Trotz der Sparsamkeit liefen die Kosten aus dem Ruder. 550 Millionen Euro sollte die Strecke kosten. Bereits vor dem Unglück aber hatten die Arbeiten das Doppelte verschlungen. Da fällt es schwer, die üblichen Begründungen mit Preissteigerungen und schwer kalkulierbaren Bauverfahren als alleiniger Ursache zu glauben. In gewöhnlich gut unterrichteten Kreisen ist von einem weiteren Faktor zu hören: Die Kölner Nord-Süd-U-Bahn sei zu knapp kalkuliert worden – mit politischen Preisen also, die leichter durch die Parlamente gehen. Was zudem beunruhigt: Die Zuschussgeber vom Land und vom Bund sind dagegen nicht konsequent eingeschritten."

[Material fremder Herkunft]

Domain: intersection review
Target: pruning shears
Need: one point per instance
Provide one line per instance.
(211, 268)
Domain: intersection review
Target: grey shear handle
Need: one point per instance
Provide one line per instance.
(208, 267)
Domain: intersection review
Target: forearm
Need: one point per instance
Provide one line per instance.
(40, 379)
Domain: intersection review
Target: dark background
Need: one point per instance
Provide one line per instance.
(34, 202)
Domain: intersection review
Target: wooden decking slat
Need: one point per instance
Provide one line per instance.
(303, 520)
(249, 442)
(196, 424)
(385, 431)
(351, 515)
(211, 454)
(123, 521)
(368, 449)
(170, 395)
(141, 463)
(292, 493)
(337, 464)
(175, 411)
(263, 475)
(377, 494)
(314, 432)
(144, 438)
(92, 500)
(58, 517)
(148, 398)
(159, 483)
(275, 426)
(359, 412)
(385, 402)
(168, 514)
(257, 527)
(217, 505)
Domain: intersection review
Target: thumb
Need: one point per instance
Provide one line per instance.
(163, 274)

Stuttgart 21, ick hör dir trappsen!

" … Fortan rissen die Probleme an der Baustelle Waidmarkt nicht mehr ab. Das zeigen Auszüge aus den Bautagebüchern und Besprechungsprotokollen, die nach dem Unglück den Medien zugespielt wurden. Demnach strömte ständig und in großen Mengen Grundwasser ein. Vier Grundwasserbrunnen hatten sich die Bauunternehmen vorsorglich vom Umweltamt der Stadt Köln genehmigen lassen, um die Baugrube trocken zu halten. Am Ende hatten sie – ohne Genehmigung – noch 19 weitere Brunnen bohren lassen. Statt der erlaubten maximal 450 Kubikmeter Wasser pro Stunde sollen zuletzt mehr als 1300 Kubikmeter stündlich weggeschafft worden sein."

www.zeit.de/2011/10/U-Bahn-Koeln/seite-1unbedingt lesenswert !

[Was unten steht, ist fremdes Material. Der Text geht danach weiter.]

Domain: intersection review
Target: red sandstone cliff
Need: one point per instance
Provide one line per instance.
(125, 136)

Wenn dann der Öffentlichkeit mehrfach kühn versichert wurde, trotz der über 80% fehlenden Stahlanker bestehe keinerlei Risiko für die Stabilität, dann stimmt doch so oder so etwas nicht mit der viel gerühmten "deutschen (Bau-)Ingenieurskunst" !

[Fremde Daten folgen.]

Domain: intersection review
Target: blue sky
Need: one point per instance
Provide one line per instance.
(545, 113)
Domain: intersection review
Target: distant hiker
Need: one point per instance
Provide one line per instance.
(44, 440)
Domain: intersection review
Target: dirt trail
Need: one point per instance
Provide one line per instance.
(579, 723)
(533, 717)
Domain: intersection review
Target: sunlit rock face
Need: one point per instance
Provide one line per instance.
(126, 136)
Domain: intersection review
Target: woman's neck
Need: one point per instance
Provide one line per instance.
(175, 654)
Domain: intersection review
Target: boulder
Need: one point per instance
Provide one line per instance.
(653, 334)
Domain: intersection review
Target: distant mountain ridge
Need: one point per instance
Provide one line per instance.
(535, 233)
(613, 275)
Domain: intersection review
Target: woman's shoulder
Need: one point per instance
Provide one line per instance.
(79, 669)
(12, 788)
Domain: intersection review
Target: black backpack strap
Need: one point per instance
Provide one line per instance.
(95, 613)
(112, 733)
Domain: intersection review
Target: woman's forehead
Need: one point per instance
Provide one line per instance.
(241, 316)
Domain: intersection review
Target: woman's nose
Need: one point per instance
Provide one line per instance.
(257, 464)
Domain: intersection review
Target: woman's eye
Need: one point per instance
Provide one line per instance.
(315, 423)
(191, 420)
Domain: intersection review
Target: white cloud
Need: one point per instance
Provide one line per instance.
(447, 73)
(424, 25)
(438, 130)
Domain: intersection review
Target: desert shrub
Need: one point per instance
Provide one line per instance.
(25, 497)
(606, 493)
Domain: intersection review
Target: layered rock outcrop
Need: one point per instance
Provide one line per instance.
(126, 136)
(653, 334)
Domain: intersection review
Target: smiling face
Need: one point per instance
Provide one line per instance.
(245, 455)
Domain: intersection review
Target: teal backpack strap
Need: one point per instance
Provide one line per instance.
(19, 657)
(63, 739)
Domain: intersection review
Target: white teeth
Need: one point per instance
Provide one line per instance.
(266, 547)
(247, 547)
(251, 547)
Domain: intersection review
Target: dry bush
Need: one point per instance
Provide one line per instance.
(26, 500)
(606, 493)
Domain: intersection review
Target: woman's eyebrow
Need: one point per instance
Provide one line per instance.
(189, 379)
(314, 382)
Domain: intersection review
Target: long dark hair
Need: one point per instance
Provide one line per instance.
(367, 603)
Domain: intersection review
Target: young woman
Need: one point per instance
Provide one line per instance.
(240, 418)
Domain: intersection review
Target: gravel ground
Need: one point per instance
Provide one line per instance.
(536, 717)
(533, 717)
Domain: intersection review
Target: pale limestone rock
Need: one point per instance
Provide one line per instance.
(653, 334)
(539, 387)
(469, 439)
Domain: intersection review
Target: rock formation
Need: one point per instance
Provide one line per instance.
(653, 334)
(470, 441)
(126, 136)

Es mag aktuell noch mehr ähnliche Fälle geben, solche wo nichts an die Öffentlichkeit dringt oder nur im begrenzten lokalen Umkreis. Nach ein bis zwei aufgeregten Schlagzeilen verschwinden solche Skandale in der Regel ohnehin in der Versenkung. Und natürlich die Fälle, bei denen keiner etwas gemerkt hat, und mit viel Glück bis heute nichts passiert ist.

Zeitdruck, Kostendruck, unwillige bzw. unfähige Politiker als völlig unbrauchbare Kontrollinstanzen ( wobei nicht selten genau deren übersteigerte Selbstdarstellungs-Psychosen zusätzlich Druck aufbauen bzw. solche Prestige-Projekte überhaupt erst in die Welt setzen) ,flächendeckend der Versuch über Sub-Sub - …Untervergabe-Strukturen sich selbst aus der Verantwortung davonzustehlen und die wahren Strukturen und Verantwortlichen zu verschleiern.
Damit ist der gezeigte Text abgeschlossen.